The album is executive produced by Frank Ocean-collaborator Michael Uzowuru, who first connected with Abstract on Twitter. Abstract says they don’t talk about Ocean much, but Uzowuru brings a gravity to American Boyfriend that’s reminiscent of Ocean, all sentimental strings and melodramatic choirs.


But Abstract has enough of his own niche inspirations that the art feels like his own, and the album is a satisfying mix of shoegaze, pop, and emo. “A little bit of Goo Goo Dolls, Sunny Day Real Estate, Vanessa Carlton — stuff you would hear in a Chili’s,” Abstract said of the record’s pastiche of influences.

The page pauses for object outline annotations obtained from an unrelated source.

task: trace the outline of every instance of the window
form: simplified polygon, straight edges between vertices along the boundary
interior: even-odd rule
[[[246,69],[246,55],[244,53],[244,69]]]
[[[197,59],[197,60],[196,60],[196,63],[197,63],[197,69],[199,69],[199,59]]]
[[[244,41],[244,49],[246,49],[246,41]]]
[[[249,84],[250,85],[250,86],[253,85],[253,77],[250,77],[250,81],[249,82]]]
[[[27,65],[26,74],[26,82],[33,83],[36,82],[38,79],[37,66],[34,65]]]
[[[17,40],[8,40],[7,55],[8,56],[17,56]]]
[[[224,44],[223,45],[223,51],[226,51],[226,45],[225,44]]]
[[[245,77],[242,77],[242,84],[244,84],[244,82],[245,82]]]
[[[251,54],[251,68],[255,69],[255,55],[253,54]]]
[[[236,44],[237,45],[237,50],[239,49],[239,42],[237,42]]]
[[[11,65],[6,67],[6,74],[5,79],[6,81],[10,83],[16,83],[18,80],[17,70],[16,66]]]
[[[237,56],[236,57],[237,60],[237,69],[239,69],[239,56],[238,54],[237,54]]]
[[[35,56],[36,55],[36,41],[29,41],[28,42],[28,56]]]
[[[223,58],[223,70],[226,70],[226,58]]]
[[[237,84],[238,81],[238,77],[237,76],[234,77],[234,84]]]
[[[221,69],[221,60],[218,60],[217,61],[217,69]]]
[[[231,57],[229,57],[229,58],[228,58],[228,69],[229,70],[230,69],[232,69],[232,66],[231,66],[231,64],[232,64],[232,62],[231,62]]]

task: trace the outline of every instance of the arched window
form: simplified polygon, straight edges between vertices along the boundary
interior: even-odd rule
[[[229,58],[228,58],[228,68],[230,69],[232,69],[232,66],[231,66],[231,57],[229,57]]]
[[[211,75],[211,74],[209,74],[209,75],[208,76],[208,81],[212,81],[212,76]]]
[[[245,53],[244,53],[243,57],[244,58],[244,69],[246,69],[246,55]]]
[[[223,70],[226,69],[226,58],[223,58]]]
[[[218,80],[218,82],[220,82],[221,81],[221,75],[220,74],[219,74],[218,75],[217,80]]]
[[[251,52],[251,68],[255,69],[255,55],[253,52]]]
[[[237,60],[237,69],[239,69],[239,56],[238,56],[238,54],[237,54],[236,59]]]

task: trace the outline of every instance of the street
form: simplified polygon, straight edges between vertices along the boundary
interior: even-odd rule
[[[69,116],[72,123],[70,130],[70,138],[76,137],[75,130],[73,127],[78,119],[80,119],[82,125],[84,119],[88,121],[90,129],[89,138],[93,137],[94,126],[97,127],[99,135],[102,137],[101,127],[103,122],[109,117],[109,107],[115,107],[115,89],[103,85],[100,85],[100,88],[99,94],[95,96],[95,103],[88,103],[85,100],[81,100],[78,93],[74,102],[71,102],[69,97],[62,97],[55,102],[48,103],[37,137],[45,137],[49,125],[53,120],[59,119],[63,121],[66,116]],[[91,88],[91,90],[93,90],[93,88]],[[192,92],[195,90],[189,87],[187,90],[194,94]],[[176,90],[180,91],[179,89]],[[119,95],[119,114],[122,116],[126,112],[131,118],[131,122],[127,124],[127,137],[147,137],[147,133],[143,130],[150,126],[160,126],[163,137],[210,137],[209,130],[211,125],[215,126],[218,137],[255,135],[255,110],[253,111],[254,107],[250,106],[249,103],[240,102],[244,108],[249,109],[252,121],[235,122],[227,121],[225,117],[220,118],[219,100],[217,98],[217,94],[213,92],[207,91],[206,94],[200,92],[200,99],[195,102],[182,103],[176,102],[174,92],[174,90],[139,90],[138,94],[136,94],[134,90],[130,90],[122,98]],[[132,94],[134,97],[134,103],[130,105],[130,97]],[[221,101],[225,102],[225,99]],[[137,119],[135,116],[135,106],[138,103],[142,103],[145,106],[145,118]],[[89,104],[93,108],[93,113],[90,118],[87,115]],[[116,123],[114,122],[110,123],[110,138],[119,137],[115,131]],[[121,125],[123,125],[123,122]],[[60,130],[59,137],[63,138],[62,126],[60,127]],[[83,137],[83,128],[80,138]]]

 My favourite tracks on the album are ‘Runner’, ‘Seventeen’, ‘Blink’ and hip-hop orientated ‘I Do (End Credits)’. The album has a very movie soundtrack feel to it, and would perfectly accompany an indie teen rom-com type movie. The tracks are relatable, he speaks about love, he speaks about anxiety, he speaks of his parents homophobia and his friend’s racism towards him. Abstract is at his most honest here, wearing his heart on his sleeve for all to see.

Don’t sleep on Kevin Abstract, he is determined to make it to the top and he is moving at a supersonic rate. He is on his way to changing the world, an artist for a generation of outcasts, we need Kevin Abstract.

 Anyone paying attention to Kevin Abstract’s tweets over the last year knows he hasn’t been quiet about intentions of becoming a pop star. He wants to go Top 10 on iTunes, win a VMA, cover magazines, and, well,”get famous and disappear.”

 This isn’t a hip-hop album. And it has ambitions of reaching far outside the walls of Tumblr pages and SoundCloud uploads. American Boyfriend is full of pretty guitars, smooth melodies, and poignant, vulnerable songwriting. Or, in his own words, “my new record is pop as fuck.”